Monday, November 24, 2008

Baby Powder & Apple Juice


So, newsflash, I'm the worst mom ever. I mean, I don't, like, neglect them, but... sometimes I need to sleep. And sometimes I can get away with a little extra time in bed in the morning if I supply granola bars and the Disney Channel.

(Holy Shit! Cool Runnings is on! See... this, right here? This is why I can't get my butt out of bed in the morning... Damn you TBS.)

Anyway, the other morning, they were content to play in the 2 year old's room while I lay in bed all warm and dreamy, when Champ comes flying in.

"Mom! Bear's playing with the baby powder!"

I got out of bed so fast that I got dizzy. Bear's entire room was covered in powder. I rounded the beasts up, supplied food and apple juice, turned on the TV and went up to clean up the mess. I'm vacuuming when I hear a strange noise, but I'm not the mom who breaks up fights, so I kinda ignore it until I hear a very distinct "Uh-oh". God, what now??

I go downstairs to find that Bear has climbed onto the kitchen counter, knocked a gallon of apple juice off the counter, picked up the container and dumped what was left of it onto an arm chair...

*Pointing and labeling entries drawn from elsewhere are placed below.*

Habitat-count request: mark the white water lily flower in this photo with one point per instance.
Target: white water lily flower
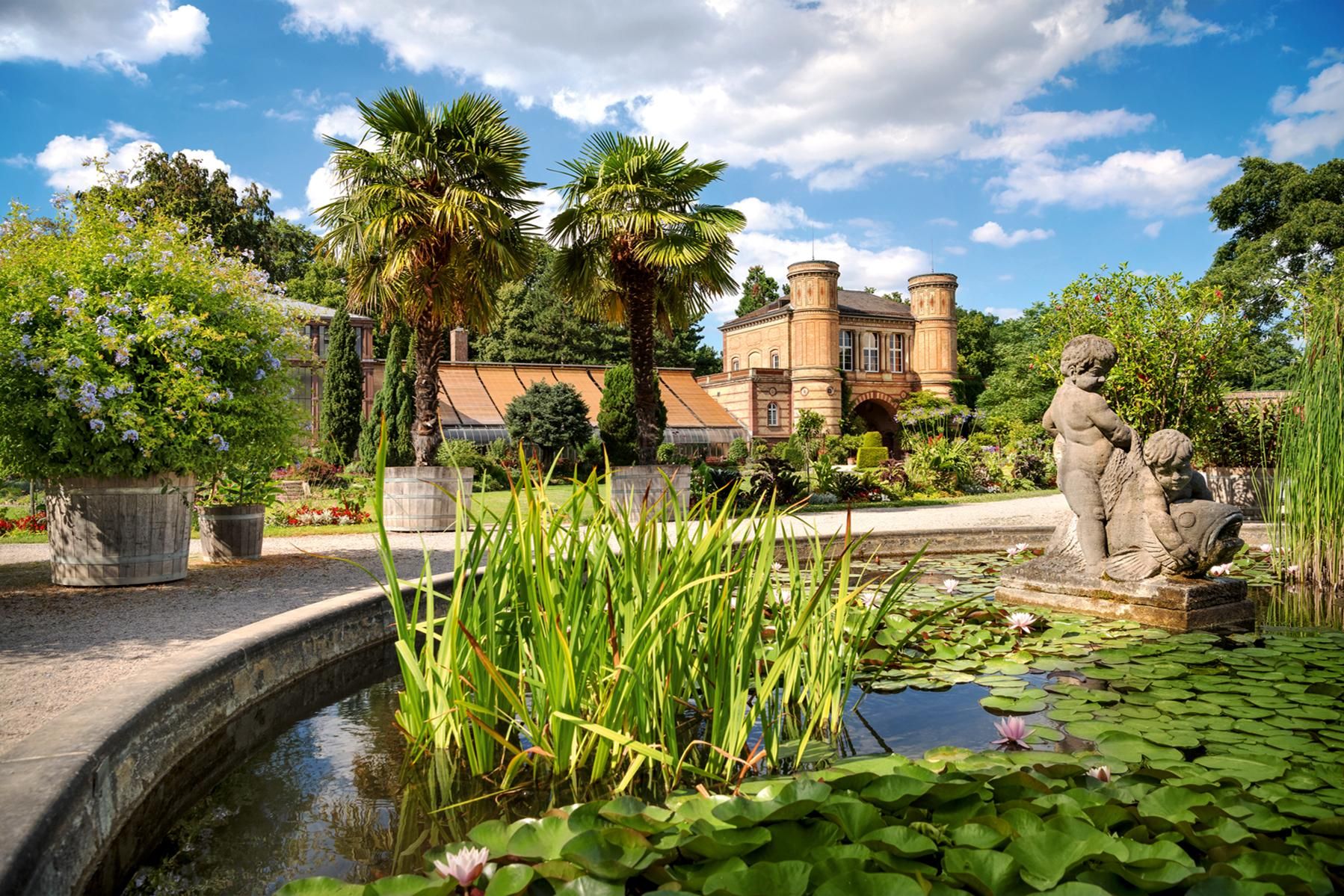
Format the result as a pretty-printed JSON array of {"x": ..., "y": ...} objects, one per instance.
[{"x": 466, "y": 865}]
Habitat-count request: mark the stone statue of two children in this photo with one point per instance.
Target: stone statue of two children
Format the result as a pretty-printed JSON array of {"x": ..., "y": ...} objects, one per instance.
[{"x": 1140, "y": 510}]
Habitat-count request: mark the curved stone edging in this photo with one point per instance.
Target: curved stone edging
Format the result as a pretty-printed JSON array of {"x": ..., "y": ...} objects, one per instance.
[{"x": 70, "y": 790}]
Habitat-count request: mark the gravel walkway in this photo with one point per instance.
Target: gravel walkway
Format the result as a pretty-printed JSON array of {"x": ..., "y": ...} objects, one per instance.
[{"x": 60, "y": 646}]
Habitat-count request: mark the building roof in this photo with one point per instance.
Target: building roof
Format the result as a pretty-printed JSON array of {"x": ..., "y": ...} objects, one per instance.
[
  {"x": 860, "y": 304},
  {"x": 852, "y": 303},
  {"x": 316, "y": 312},
  {"x": 473, "y": 398}
]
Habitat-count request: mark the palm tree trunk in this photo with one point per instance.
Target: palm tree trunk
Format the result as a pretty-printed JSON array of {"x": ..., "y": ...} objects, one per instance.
[
  {"x": 647, "y": 431},
  {"x": 425, "y": 434}
]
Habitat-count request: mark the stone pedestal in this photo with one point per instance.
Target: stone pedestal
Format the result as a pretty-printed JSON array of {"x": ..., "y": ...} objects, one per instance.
[{"x": 1174, "y": 604}]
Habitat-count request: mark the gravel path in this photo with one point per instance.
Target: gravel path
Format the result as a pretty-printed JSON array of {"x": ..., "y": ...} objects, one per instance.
[{"x": 60, "y": 646}]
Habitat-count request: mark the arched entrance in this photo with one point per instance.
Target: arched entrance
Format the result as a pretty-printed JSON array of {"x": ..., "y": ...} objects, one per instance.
[{"x": 878, "y": 414}]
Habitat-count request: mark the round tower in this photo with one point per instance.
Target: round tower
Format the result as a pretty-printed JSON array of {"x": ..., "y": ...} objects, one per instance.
[
  {"x": 933, "y": 301},
  {"x": 815, "y": 342}
]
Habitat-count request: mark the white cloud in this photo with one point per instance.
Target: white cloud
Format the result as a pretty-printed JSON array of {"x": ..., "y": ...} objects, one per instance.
[
  {"x": 64, "y": 158},
  {"x": 342, "y": 121},
  {"x": 995, "y": 235},
  {"x": 1147, "y": 183},
  {"x": 117, "y": 35},
  {"x": 222, "y": 105},
  {"x": 1029, "y": 135},
  {"x": 1313, "y": 120},
  {"x": 773, "y": 217},
  {"x": 815, "y": 89},
  {"x": 1182, "y": 28}
]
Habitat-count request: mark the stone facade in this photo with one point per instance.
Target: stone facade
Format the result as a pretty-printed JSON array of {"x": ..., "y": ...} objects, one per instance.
[{"x": 798, "y": 352}]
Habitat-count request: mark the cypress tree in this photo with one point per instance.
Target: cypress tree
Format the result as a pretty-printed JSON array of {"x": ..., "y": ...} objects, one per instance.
[
  {"x": 343, "y": 392},
  {"x": 394, "y": 401},
  {"x": 616, "y": 415}
]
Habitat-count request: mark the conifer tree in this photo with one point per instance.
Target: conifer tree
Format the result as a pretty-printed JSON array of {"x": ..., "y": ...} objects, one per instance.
[{"x": 343, "y": 392}]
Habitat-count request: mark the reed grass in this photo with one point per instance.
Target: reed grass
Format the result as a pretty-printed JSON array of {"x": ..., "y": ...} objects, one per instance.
[
  {"x": 1308, "y": 515},
  {"x": 633, "y": 648}
]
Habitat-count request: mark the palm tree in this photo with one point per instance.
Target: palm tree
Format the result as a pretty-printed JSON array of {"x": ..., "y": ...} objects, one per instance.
[
  {"x": 638, "y": 249},
  {"x": 432, "y": 218}
]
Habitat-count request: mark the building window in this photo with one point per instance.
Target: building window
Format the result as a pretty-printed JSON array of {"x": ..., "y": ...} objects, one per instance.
[
  {"x": 897, "y": 352},
  {"x": 870, "y": 352},
  {"x": 847, "y": 350}
]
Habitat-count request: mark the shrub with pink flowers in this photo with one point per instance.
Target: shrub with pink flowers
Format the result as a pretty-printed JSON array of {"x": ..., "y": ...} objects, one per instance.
[{"x": 132, "y": 348}]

Good God, how is it that everything can spiral out of control so quickly? (And why am I surprised by this?)

Obviously, I'm LIVID that I've cleaned and mopped before I was even dressed, but how do you even punish a 2 year old for this? Seriously, they know that this is bad, but does a time out even cover it? Really?

So yeah, I kinda let it go. It was too early to even think about the naughty corner and, God help me, I needed to put on a bra. (What the fuck, is it to much to ask that the trouble start after I'm decently attired?!)

So yeah, I'm a terrible mother because the very next day what did I do? Turned on the TV, put the juice back in the fridge and got back into bed.

1 comment:

Dad29 said...

You ought to insert a language warning in your masthead.